# Drain Cleanin Gloves



## GREENPLUM (Jul 27, 2008)

Anyone use these? Im thinking about getting some but there kinda expensive.


----------



## beachplumber (Feb 7, 2010)

Go for the gloves not the mit I think spartan has them


----------



## gear junkie (Jun 20, 2008)

I use red ugly gloves, found at any supply house. If you want to stick to the staple/leather gloves, the best place is an army surplus store. The military uses those gloves for concentina wire and I was finding them for $3 a pair in VA Beach.


----------



## Flyin Brian (Aug 22, 2009)

GREENPLUM said:


> Anyone use these?

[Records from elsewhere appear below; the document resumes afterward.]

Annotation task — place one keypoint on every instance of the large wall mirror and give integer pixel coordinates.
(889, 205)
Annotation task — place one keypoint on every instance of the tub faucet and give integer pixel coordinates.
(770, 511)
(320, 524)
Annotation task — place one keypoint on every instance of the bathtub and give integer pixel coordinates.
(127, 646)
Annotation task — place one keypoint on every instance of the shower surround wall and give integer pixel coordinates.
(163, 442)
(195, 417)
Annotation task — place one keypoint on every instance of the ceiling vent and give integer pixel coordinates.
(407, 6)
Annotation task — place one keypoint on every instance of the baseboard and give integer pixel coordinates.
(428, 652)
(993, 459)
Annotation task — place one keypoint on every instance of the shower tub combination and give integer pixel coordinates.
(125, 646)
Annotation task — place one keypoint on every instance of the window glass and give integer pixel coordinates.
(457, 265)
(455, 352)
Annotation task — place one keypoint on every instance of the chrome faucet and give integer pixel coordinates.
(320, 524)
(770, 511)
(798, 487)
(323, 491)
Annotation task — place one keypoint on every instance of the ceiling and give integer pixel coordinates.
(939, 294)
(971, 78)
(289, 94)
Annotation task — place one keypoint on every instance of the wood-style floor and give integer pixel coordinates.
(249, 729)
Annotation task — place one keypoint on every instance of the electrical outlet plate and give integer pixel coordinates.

Im thinking about getting some but there kinda expensive.


LMFAO! are these the new "pimped out" bling bling sewer gloves? does the glitter come in GOLD?:laughing:


----------



## RealLivePlumber (Jun 22, 2008)

I use regular 2 palm leather gloves. 

The extra life offered by the grommets will be offset by the scuminess. :yes:

I think I still have some of those laying around the shop that came with my drain machines......


----------



## PLUMB TIME (Feb 2, 2009)

Not worth the dough, and they become hotter than hell when the cable is spinning and your tryin to yank out a root ball.


----------



## Plumber Jim (Jun 19, 2008)

I use the red ugly gloves from Gorlitz.


----------



## ranman (Jan 24, 2010)

i use them sometimes. i wear latex gloves under them .

i order the ridgid ones


----------



## mialle30 (May 10, 2010)

Micheal Jackson would have loved those. EEEEEhew!!


----------



## PlumberDave (Jan 4, 2009)

I use them with the K-60.


----------



## UnclogNH (Mar 28, 2009)

Best gloves I have ever used :thumbup: Grapplers from drain cables direct.
Cost a few bucks more but worth it.

http://www.draincables.com/ProductDetails.asp?ProductCode=GL104


----------



## 130 PLUMBER (Oct 22, 2009)

I also use the ugly gloves


----------